Do you have a personal connection to the military?
My father, Don Garrison, retired as a first sergeant from the U.S. Army after 20 years of service and two tours in Vietnam. I was also in the U.S. Army for eight years. My first tour was with the 82nd Airborne Division on Ft. Bragg, N.C., and my second with the 7th Battalion 8th Field Artillery on Schofield, Hawaii. My son, Bryce has been in the U.S. Army for four years, serving on Ft. Belvoir, Va., and was recently promoted to the rank of captain. It is GREAT to have him close to home!
How did you get involved with charitable organizations and how do you support them?
I started supporting charitable organizations back in 2004 when I joined BAE Systems. I’m fortunate that the company sponsors and partners with many charitable organizations that support the military and love that I have the opportunity to continue “giving back” even though I’m no longer on active duty. Whether BAE Systems is sponsoring an event held by the USO, Operation Homefront, The Mission Continues, or others, I jump at the chance to serve once again through volunteering; it makes me feel like I’m still part of an important team, supporting the military. Another very important event close to me is the Rolling Thunder motorcycle ride, which is a rally that takes place at the Pentagon each year hosting more than 500,000 motorcyclists with the goal to raise awareness for Prisoners Of War / Missing In Action (POW/MIA) from all wars and remind everyone of their watchwords: “We Will Not Forget.” I find my participation in all of these events very rewarding!
What’s your most memorable experience volunteering for charitable organizations?
My most memorable experience was volunteering during the Warrior Adventure Day, which is a BAE Systems hosted event to provide wounded warriors and their care-takers with a day of fun and healing in the great outdoors. I remember when we picked up the soldiers that morning, they were distant. They did not know or trust any of us. As the day went on, and after lunch, river rafting, and sharing stories, the return bus ride was amazing. The bus was so loud with laughter, banter, talking, and a lot of smiles. When we departed, we all hugged, traded phone numbers and thanked each other for a spectacular day. We were complete strangers that morning and became best friends that evening. It was a healing experience not only for the soldiers but for all of us. I wish I could have bottled that day to share with my family and friends!

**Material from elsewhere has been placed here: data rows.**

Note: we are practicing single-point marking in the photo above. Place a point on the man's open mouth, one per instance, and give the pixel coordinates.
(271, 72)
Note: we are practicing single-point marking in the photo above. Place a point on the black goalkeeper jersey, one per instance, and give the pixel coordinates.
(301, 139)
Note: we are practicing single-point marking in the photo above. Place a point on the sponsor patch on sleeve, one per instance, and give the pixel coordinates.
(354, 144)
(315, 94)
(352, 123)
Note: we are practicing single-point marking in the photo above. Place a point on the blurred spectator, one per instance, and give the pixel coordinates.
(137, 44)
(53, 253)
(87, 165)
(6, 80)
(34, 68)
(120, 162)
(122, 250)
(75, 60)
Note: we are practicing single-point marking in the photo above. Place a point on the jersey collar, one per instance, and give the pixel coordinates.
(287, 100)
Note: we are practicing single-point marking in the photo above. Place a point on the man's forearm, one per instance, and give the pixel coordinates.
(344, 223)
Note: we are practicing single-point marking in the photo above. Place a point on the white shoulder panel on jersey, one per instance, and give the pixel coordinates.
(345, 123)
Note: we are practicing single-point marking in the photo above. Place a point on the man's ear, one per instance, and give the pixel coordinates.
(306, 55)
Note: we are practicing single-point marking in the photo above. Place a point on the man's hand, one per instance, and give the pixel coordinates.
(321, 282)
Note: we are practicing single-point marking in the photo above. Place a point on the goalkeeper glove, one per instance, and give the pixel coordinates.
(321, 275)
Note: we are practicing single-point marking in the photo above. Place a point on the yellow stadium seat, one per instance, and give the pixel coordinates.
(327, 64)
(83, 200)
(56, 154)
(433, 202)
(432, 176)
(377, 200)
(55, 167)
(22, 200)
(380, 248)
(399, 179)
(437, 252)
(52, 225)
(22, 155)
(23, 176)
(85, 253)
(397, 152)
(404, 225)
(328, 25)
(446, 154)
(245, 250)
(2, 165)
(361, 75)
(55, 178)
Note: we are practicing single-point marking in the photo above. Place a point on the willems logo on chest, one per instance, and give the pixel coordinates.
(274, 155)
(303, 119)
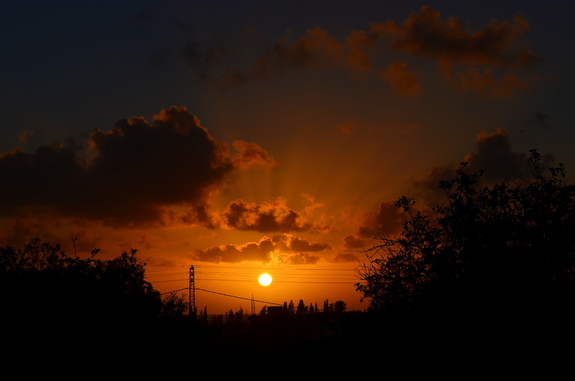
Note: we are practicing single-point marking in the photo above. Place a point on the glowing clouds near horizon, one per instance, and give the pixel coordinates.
(265, 279)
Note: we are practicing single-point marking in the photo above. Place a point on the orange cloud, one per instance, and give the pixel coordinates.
(494, 156)
(279, 249)
(449, 42)
(487, 85)
(273, 216)
(129, 174)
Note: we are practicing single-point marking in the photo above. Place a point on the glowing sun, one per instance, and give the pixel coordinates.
(265, 279)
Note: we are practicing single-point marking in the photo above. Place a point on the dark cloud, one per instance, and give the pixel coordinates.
(280, 249)
(273, 216)
(494, 157)
(403, 81)
(452, 44)
(129, 174)
(252, 251)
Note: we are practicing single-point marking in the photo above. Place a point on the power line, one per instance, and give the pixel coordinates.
(229, 295)
(239, 297)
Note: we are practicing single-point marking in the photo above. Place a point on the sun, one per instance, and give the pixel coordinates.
(265, 279)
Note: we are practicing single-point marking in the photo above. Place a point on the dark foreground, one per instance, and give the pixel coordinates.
(351, 345)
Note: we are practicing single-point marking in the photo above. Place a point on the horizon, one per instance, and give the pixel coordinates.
(249, 137)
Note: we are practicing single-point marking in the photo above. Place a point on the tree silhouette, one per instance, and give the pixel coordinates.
(507, 247)
(44, 290)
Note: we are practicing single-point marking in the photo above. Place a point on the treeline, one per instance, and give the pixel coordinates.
(43, 290)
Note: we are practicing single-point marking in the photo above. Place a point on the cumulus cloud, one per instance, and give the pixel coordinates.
(271, 216)
(494, 156)
(467, 58)
(451, 42)
(286, 249)
(387, 219)
(129, 174)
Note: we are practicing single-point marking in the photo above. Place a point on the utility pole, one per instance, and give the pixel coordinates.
(192, 292)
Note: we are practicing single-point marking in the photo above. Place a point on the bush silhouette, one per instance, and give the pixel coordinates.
(490, 249)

What advice would you give someone who is looking to volunteer and give back to the military community?
It may take you a few times to find the event that touches you, as some events are more rewarding experiences than others, but I recommend you find an event that makes a greater impact on a soldier or family member than it does on you. I find those events to be more rewarding to me. Everyone has the power to decide whether or not to be part of something larger than themselves, and I think if people make the decision to jump in with both feet, they will LOVE it!

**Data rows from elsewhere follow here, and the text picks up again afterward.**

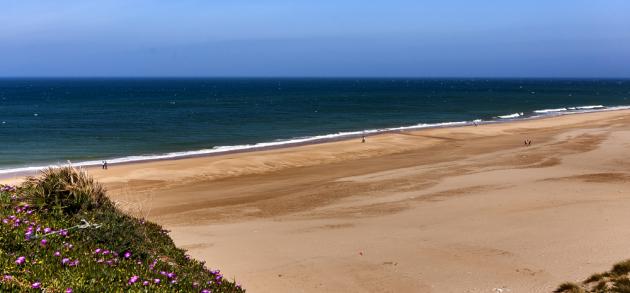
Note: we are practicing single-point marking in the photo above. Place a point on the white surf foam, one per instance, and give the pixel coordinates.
(511, 116)
(302, 140)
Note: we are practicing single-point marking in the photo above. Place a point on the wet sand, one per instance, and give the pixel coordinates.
(466, 209)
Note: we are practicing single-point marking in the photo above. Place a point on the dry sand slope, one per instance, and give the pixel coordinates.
(444, 210)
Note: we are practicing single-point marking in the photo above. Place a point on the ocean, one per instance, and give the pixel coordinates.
(52, 121)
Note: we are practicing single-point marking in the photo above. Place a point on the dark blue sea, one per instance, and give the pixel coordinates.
(52, 121)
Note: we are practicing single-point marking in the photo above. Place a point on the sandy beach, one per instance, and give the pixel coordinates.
(465, 209)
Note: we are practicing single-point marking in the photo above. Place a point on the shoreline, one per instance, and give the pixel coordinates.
(464, 209)
(8, 174)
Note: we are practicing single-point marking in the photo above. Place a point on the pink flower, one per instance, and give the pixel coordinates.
(133, 279)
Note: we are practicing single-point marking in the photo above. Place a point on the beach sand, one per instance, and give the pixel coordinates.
(465, 209)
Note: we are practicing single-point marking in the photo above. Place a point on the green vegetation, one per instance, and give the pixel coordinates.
(60, 233)
(616, 280)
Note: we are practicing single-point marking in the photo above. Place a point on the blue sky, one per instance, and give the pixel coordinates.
(324, 38)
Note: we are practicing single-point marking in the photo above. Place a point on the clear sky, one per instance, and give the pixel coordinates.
(321, 38)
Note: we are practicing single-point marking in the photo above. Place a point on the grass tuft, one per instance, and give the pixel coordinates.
(60, 233)
(569, 288)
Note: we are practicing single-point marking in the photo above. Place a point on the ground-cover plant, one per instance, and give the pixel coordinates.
(60, 233)
(616, 280)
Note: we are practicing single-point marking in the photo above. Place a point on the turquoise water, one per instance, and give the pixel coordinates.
(50, 121)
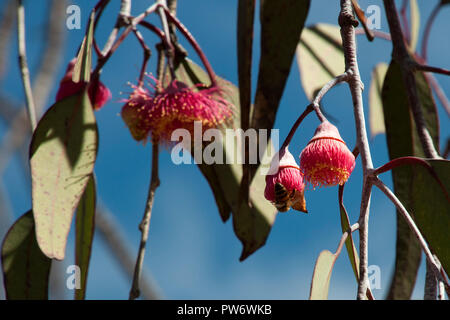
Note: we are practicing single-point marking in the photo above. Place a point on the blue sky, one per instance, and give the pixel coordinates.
(191, 254)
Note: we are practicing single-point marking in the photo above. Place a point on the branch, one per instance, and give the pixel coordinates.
(333, 82)
(362, 18)
(119, 247)
(49, 63)
(376, 34)
(426, 33)
(144, 226)
(430, 258)
(25, 73)
(348, 24)
(344, 237)
(426, 68)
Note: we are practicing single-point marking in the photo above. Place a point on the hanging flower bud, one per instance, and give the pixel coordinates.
(285, 187)
(176, 107)
(67, 88)
(326, 160)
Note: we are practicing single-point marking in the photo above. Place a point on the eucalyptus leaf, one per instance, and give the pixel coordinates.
(62, 156)
(25, 268)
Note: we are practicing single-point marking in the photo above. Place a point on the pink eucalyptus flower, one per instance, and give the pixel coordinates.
(326, 160)
(67, 88)
(176, 107)
(285, 187)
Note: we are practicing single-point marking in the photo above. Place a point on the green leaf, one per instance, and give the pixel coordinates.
(82, 68)
(415, 24)
(281, 25)
(322, 275)
(376, 117)
(25, 268)
(431, 202)
(320, 57)
(84, 234)
(252, 223)
(402, 140)
(62, 156)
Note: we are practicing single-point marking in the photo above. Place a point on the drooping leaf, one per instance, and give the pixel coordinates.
(245, 21)
(402, 140)
(246, 14)
(82, 68)
(431, 201)
(252, 223)
(376, 116)
(415, 24)
(84, 234)
(62, 156)
(281, 25)
(322, 275)
(320, 56)
(25, 268)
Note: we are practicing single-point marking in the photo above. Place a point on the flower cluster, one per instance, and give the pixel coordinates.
(325, 161)
(157, 114)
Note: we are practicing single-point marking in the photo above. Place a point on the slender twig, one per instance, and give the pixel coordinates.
(440, 94)
(403, 14)
(362, 18)
(426, 68)
(402, 210)
(48, 68)
(194, 44)
(24, 65)
(169, 49)
(125, 11)
(344, 237)
(111, 232)
(146, 52)
(348, 24)
(144, 226)
(430, 291)
(112, 44)
(333, 82)
(401, 55)
(376, 33)
(426, 33)
(294, 128)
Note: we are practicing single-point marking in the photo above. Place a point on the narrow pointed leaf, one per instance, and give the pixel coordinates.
(431, 201)
(25, 268)
(415, 24)
(320, 56)
(62, 156)
(376, 116)
(320, 283)
(252, 223)
(281, 25)
(402, 140)
(83, 65)
(84, 234)
(246, 13)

What would you like to say to those who have served or are currently serving in the U.S. military?
Actively listen to and engage in respectful conversations with service members who are willing to engage. Many of our military personnel and their families have heard the comment, “thank you for your service.” Don’t feel uncomfortable to continue the conversation. Try shaking their hand, welcoming them home, or asking them about their experiences or reintegration back home. Veterans are finding it challenging to really transition to civilian life and a small gesture can go a long way. Because gratitude is so important, it stands out when we devote time and mental energy to truly engaging with military members and their families.